I wonder why I haven’t seen this copied yet, and it could be that it’s such a specific kind of system. Nemesis is large and somewhat complex, but it also is the core of these games, what everything is sort of built around. Maybe that’s why other developers haven’t jumped on creating derivatives yet. That’s the simple answer, but there’s something else to consider. The news cycle, the hype train of a new release, often has a shelf-life. Most super popular games stick around, floating in the mindshare, perhaps through merchandise or people continuing to break the game, finding hidden secrets or alternative ways to play.
Another factor is one of the most enduring aspects of any form of media, the most effective way to draw a human into a creative work: storytelling. Shadow of Mordor is not a source of good storytelling. It leans hard on its Lord of the Rings license to capture the look and feel of the characters and world. But what’s the story? Revenge. It’s all about a sad dude who’s sad because the bad guy murdered his family and he wants revenge. There’s also a ghost more or less possessing the man, which could be interesting, but really just exists to explain the mechanics and add a bunch of lore gobbledygook to the proceedings.

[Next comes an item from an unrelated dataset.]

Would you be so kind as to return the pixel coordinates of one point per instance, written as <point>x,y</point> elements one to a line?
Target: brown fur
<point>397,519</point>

Lore is not a substitute for telling a story, it’s just a bunch of pronouns and jargon (poorly) masking a very basic, boilerplate story about a man wanting revenge for his dead family members, a setup nobody really cares about anymore. I feel like Shadow of Mordor's banal narrative exploits are to blame for it not being where it could be. It was a popular, well-received game. Shadow of War has the same kind of buzz and anticipation one would expect of a AAA game, but what else? What’s separating Shadow of Mordor from Ubisoft's non-Assassin’s Creed games? Will we be talking about it six months after it comes out? We didn’t with Shadow of Mordor. It’s just another game that shows up on Bundle Stars all the time.
Cool technical gimmicks alone don’t sell an experience in the long term. A game needs broad appeal, whether it’s some sort of longstanding multiplayer component like Call of Duty offers or excellent storytelling. The Last of Us is an all-timer, a game that will always be front and center in discussions. Did it play remarkably well? Not really, but it had an incredible story, one that continues to hang over people’s heads as we approach the sequel several years later.
The Nemesis System is a great hook. It got people talking about how cool it was to play Shadow of Mordor. It made the game a success and a valuable brand. But it won’t ever sit on the same pedestal as many of its peers, because it was ultimately an incredibly boring experience when it relied on that system to stay compelling over several hours of dull, lore-drenched plot. Shadow of War could be much more, but all I see so far is the same characters and the same situations with a bit more mechanical nuance. As fun as this game could be, I couldn’t stay engaged enough in the previous game to finish it. I can’t recall any details of the original's story. It’s the most “flash in the pan” style game on my shelf. It could have been better, and Shadow of War is an opportunity to make that happen. But if I still don’t care about why I’m participating in the Nemesis System, I’ll run out of steam much faster this time.